Another wide range of offerings that come at a bit of a price, but ultimately offer an all-around smoother and broader experience for the typical gamer or entertainment enthusiast. If gaming is equally or more important to your streaming needs, look no further than the PlayStation 3 or 4. Media streaming devices are a moot point in this matter, as none can compare to what Sony is offering. Though at a cost, a PS3 can run you between $100 and $200 depending on condition and memory size and a PS4 will be $100 to $200 more. I have a smart TV and a PS4, suffice to say I never use my TV’s smart feature. If I didn’t have the PS4, I’d still prefer to use my PS3 over my Fire TV, Apple TV, Wii, or Android TV stick. Its powerful hardware makes for as seamless of a buffering experience as possible and video becomes cleaner in this regard.

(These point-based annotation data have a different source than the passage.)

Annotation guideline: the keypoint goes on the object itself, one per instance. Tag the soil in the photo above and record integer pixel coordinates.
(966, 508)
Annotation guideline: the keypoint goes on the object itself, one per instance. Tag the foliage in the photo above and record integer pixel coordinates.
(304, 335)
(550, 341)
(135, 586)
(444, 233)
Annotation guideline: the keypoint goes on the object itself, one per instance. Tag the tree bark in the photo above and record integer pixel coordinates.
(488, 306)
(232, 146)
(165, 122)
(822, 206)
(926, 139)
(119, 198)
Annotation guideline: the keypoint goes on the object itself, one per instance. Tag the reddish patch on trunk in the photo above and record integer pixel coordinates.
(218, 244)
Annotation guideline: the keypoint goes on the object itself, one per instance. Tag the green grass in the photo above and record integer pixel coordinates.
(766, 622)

The channels for streaming services are a bit more limited, but still provide access to your basics: Netflix, Hulu, Amazon, Crunchyroll, HBO, and ESPN, along with some radio services.
No matter what media streamer you decide to go with, remember the standard rule of electronics apply. You get what you pay for. Money buys happiness and so does your media streamer.
I hope this article gives you a better idea of which media streamer is best for you, and for whatever reason you decide to open that crusty book out from storage instead, good for you. Getting lost in a show is nothing like getting lost in the written word. But to each his own.